LIVERPOOL (4-3-3): Alisson; Alexander-Arnold, Matip, van Dijk, Robertson; Henderson, Fabinho, Oxlade-Chamberlain; Salah, Firmino, Mané. All. Jürgen Klopp
nota a margine: in stagione Firmino ha giocato pochissime partite causa infortunio

Perché l'Inter può farcela

La parola giusta per i nerazzurri è certamente "impresa": perché il Liverpool visto finora sembra francamente inarrivabile, un po' per tutti, forse alla portata del solo Bayern Monaco.
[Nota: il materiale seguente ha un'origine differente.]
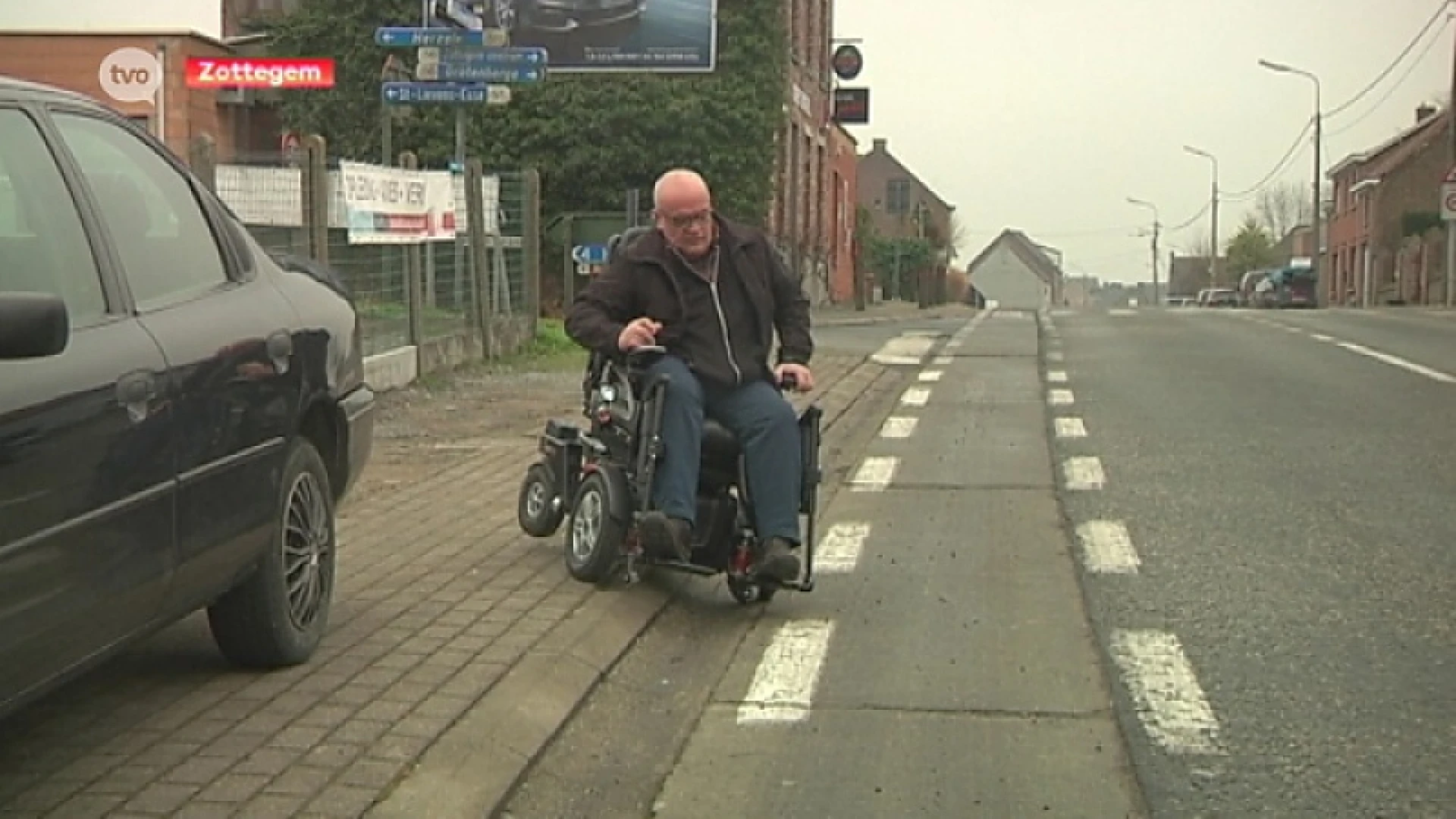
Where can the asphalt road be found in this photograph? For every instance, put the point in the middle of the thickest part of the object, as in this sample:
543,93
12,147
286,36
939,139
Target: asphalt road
943,668
1266,537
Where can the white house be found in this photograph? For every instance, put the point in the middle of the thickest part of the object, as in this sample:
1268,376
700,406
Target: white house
1015,273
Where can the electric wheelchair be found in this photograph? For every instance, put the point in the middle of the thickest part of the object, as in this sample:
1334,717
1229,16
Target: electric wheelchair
601,475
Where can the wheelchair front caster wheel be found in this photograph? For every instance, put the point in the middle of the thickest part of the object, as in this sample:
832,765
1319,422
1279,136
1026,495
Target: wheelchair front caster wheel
747,591
595,538
539,509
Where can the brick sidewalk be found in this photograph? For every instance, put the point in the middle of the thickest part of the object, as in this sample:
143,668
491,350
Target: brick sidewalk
438,596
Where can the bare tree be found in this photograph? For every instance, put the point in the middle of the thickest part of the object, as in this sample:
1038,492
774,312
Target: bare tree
1282,207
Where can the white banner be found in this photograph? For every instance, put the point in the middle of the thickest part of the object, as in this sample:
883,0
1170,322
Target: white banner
384,206
379,206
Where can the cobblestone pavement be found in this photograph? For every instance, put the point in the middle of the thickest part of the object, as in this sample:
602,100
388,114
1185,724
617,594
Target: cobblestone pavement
438,595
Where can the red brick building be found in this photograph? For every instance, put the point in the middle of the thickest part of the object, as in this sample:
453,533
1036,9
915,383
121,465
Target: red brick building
840,199
63,57
801,216
1375,196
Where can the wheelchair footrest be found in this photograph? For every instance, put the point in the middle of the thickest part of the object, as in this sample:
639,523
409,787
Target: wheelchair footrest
682,566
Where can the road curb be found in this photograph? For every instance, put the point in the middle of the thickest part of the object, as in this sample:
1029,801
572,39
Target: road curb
871,321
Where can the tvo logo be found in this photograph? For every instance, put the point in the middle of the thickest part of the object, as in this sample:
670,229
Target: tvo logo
130,74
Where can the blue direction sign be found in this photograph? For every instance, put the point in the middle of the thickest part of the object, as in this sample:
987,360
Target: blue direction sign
504,57
478,72
403,37
588,254
416,93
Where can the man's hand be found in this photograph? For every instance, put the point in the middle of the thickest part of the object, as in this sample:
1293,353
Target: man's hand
639,333
799,372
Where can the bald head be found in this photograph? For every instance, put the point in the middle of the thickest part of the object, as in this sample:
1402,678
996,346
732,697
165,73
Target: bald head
685,212
679,186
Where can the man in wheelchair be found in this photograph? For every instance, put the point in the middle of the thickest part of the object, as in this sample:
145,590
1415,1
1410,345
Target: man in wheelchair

Però l'Inter può, anzi deve provarci, cercando di puntare sui propri punti di forza e sperare in una giornata di "non grazia" dei propri avversari. La partita contro il Real Madrid può essere un buon esempio: tutta la mole di gioco prodotta nel primo tempo di quel match non deve essere sprecata: quindi un calcio sicuramente propositivo, fatto di possesso di palla preciso e tecnico, cercando di gestire i momenti della partita, provando a far stancare un avversario che è abituato a correre tanto ma soprattutto quando ha la palla. Ciò che certamente non dovrà fare l'Inter invece sarà chiudersi oppure aggredire troppo i Reds, che quando vedono il campo aperto si scatenano. Partita coraggiosa dunque ma allo stesso tempo accorta, un po' come quella che ha provato a fare il Milan per tanti momenti ad Anfield alla prima di Champions di quest'anno, ma cercando di durare per 90'.